Quels sont les facteurs qui aggravent l’insécurité alimentaire au Sahel ?

Fanta Touré Diop : Les données du dernier rapport sur la sécurité alimentaire et la nutrition au Sahel sont révélatrices d’une situation de plus en plus critique. Plusieurs éléments expliquent cette détérioration.

D’abord, les conflits armés qui sévissent dans plusieurs pays de la région restreignent l’accès aux zones rurales et aux marchés. Ces tensions prolongées ont entraîné une hausse significative du nombre de déplacés internes, principalement au Nord du Mali, au Burkina Faso et au Niger. Ces mouvements de population accentuent la pression sur les ressources disponibles et aggravent les besoins humanitaires.

Ensuite, le changement climatique joue un rôle majeur. Les variations météorologiques extrêmes, comme les sécheresses prolongées ou les inondations, perturbent les cycles agricoles et réduisent les récoltes. Cette instabilité climatique fragilise encore davantage la sécurité alimentaire des populations locales.

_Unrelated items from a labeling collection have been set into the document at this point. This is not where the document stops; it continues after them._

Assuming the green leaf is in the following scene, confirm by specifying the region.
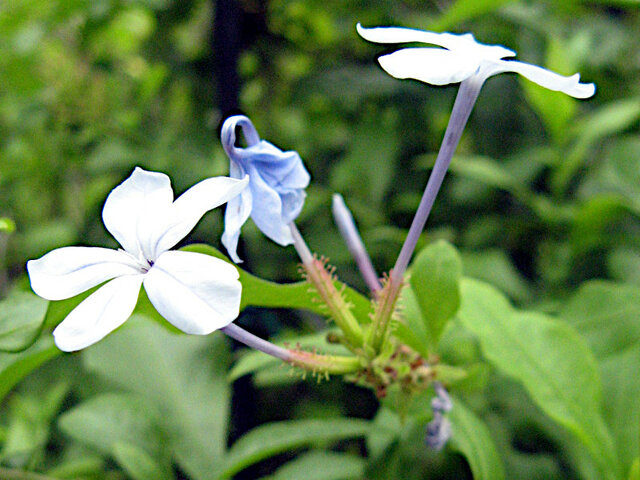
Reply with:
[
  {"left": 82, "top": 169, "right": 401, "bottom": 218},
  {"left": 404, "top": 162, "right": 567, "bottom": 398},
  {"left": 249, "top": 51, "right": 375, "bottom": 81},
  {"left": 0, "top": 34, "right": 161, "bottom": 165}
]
[
  {"left": 629, "top": 458, "right": 640, "bottom": 480},
  {"left": 601, "top": 345, "right": 640, "bottom": 471},
  {"left": 83, "top": 315, "right": 231, "bottom": 480},
  {"left": 551, "top": 98, "right": 640, "bottom": 192},
  {"left": 459, "top": 279, "right": 619, "bottom": 479},
  {"left": 184, "top": 244, "right": 371, "bottom": 323},
  {"left": 429, "top": 0, "right": 513, "bottom": 31},
  {"left": 0, "top": 335, "right": 62, "bottom": 402},
  {"left": 561, "top": 281, "right": 640, "bottom": 471},
  {"left": 221, "top": 418, "right": 369, "bottom": 478},
  {"left": 58, "top": 393, "right": 164, "bottom": 462},
  {"left": 113, "top": 442, "right": 175, "bottom": 480},
  {"left": 409, "top": 240, "right": 462, "bottom": 348},
  {"left": 448, "top": 398, "right": 504, "bottom": 480},
  {"left": 330, "top": 115, "right": 399, "bottom": 208},
  {"left": 0, "top": 382, "right": 69, "bottom": 468},
  {"left": 519, "top": 36, "right": 577, "bottom": 144},
  {"left": 460, "top": 248, "right": 532, "bottom": 302},
  {"left": 0, "top": 290, "right": 48, "bottom": 352},
  {"left": 268, "top": 450, "right": 366, "bottom": 480},
  {"left": 560, "top": 280, "right": 640, "bottom": 359},
  {"left": 0, "top": 217, "right": 16, "bottom": 233}
]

Enfin, le manque de financements dédiés aux programmes d’urgence et de développement aggrave la situation. Les ressources disponibles sont insuffisantes face à l’ampleur des besoins. Sans un soutien financier accru, les acteurs humanitaires peinent à mettre en œuvre des solutions durables.

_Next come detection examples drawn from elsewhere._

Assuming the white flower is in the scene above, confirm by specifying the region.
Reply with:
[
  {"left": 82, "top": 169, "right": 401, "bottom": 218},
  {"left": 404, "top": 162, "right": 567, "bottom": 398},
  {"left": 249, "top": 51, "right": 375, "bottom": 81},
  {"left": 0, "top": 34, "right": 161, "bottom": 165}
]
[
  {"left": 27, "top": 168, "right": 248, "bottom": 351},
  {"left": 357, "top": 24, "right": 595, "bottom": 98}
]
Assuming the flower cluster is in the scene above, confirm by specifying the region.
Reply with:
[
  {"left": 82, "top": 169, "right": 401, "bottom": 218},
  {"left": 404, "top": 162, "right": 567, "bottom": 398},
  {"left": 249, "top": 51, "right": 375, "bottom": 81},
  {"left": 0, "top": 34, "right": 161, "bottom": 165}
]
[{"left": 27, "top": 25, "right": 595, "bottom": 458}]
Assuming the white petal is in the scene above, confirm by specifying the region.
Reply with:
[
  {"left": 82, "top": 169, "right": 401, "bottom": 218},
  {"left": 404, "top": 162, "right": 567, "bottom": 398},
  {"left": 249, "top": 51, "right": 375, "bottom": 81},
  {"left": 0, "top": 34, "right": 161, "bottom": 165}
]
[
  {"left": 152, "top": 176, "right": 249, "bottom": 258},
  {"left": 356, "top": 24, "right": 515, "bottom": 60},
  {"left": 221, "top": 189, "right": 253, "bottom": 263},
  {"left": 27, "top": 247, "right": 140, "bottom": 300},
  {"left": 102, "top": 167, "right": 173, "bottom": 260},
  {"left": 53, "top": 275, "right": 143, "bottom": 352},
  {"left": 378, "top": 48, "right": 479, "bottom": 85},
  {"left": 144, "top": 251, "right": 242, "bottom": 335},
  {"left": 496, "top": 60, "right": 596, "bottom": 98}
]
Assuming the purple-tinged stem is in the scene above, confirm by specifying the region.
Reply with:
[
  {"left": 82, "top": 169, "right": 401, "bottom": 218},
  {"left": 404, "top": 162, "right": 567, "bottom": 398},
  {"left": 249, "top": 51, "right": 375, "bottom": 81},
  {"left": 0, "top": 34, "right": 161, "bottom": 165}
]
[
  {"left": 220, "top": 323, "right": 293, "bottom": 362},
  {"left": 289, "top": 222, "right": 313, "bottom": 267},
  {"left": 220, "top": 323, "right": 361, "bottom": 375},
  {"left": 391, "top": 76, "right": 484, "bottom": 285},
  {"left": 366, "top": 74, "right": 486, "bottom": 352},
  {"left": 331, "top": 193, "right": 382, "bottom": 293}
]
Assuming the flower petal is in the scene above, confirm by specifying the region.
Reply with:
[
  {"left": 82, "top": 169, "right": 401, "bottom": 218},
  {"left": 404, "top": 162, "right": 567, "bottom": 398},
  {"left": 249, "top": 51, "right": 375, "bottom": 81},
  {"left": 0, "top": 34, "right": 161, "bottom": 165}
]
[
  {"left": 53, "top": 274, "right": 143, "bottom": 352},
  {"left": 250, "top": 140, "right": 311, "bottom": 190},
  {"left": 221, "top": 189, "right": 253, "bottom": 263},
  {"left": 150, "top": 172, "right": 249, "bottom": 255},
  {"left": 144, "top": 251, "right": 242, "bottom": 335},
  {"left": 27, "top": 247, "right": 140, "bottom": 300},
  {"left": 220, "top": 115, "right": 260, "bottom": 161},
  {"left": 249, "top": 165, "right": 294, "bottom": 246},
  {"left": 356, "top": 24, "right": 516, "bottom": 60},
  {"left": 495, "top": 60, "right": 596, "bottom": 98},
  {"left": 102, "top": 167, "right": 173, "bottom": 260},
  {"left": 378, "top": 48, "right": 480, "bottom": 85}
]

Le Nord du Mali : une zone particulièrement vulnérable

Le Nord du Mali, en proie à des violences persistantes, concentre une partie importante des difficultés. Les populations locales, contraintes de fuir les zones de conflit, se retrouvent souvent dans des camps de déplacés, où l’accès à une alimentation suffisante est limité. Les régions du Sud du Mali, comme Bamako et Sikasso, accueillent désormais un afflux massif de personnes en situation de précarité alimentaire.

Cette situation exige une réponse coordonnée entre les autorités maliennes, les organisations internationales et les acteurs locaux. Renforcer la résilience des populations vulnérables passe par des actions ciblées, notamment dans l’agriculture, la distribution d’aide et la protection sociale.

Quelles solutions pour endiguer cette crise ?

Fanta Touré Diop : Pour inverser cette tendance alarmante, une approche globale s’impose. La première étape consiste à renforcer le leadership politique des gouvernants africains. Une gouvernance proactive et engagée est indispensable pour mobiliser les ressources nécessaires et mettre en place des politiques efficaces.

Il est également crucial de disposer de données fiables et actualisées. Ces informations permettent une planification précise des interventions et une allocation optimale des fonds disponibles. Les stratégies doivent être adaptées aux réalités locales et intégrer des mesures de long terme, comme le soutien à l’agriculture familiale ou la création d’infrastructures résilientes face au climat.

Cependant, les défis restent immenses. En Afrique de l’Ouest et en Afrique centrale, plus de 57 millions de personnes sont actuellement en situation d’insécurité alimentaire. Dans la région sahélienne, 24,3 millions de personnes ont besoin d’une assistance immédiate. Pourtant, seulement 21 % du budget nécessaire, soit 3,7 milliards de dollars, a été mobilisé à ce jour. Cette insuffisance de financements laisse des millions de personnes sans protection.

Parmi les populations les plus touchées figurent 11,3 millions d’enfants et de femmes, particulièrement vulnérables à la malnutrition. Sans une intervention urgente, cette crise risque de s’aggraver encore davantage, avec des conséquences dramatiques sur la santé et le développement des générations futures.

Un appel à l’action collective

Face à l’ampleur de la crise, une mobilisation internationale est indispensable. Les gouvernements africains doivent jouer un rôle central, mais ils ne peuvent agir seuls. Les partenaires internationaux, les organisations humanitaires et la société civile doivent unir leurs efforts pour apporter des solutions concrètes et durables.

La lutte contre l’insécurité alimentaire au Sahel ne peut plus attendre. Chaque jour de retard aggrave les souffrances et compromet l’avenir des populations locales. Il est temps d’agir, ensemble, pour inverser cette tendance et offrir à chaque individu le droit fondamental à une alimentation suffisante.